If this is your experience at all, or if it’s ever happened to you before, and it doesn’t have to be ice cream, it could be anything that you do that gives you a temporary distraction from your life that keeps you where you were, then here are two simple things to remember: “If you do what you did you’ll get what you got,” and “Count your wins, no matter how tiny.”
Here’s a quick story to show how I tricked my old self into making a shift. It’s kind of embarrassing to admit but there was a time in my life where I joined four different gyms/ studios and didn’t ever go to any of them. I wanted to get in shape but I couldn’t pry myself out of my house to go. I could go anywhere else. Just not there! I could go get food but I could not go get exercise. I had all the charts on my walls and images of how I wanted to be but they only motivated me to feel crappier about myself. No love for me. Big failure.
I could not make the leap because I wasn’t staying present in the now. All I saw was the gaping chasm between where I was and where I wanted to be. Then one day I meditated (sitting down was not a problem) and heard “ tiny mustard seed”. So, I decided to give myself some love for teeny wins. So if I just showed up at the door that was awesome. Yup if I got to the door of the gym, stood outside and then went home I was golden. So I did, then my next win was opening the door. Next was going to the restroom in the gym and looking in the mirror, then bringing my stuff and sticking it in a locker, etc. You get the picture? I won so many times and felt so good about myself one day I just went in and walked into a class and that was that! It took me 3 whole months to go to the gym and pick up a 5-pound weight. I had so much pull to the old me who was attached to being sedentary it was quite amazing.
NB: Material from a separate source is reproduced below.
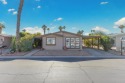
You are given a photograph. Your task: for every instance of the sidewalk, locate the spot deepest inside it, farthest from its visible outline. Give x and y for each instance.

Now your story can be about anything but its ok. The truth is that it’s not the biggest goals that will set you free to become a new version of yourself. Your old self needs to trust it’s possible. You may have been pretty comfy being that person. Give it as much time as you need. It’s being present and celebrating the teeny steps along the way that will create the most profound change. It’s important to remember it’s not the goals that get you there it’s all the actions you take along the way, and to this day this concept has truly benefited me.
So now it’s your turn, what’s is a teenie tiny win that you can celebrate this week?!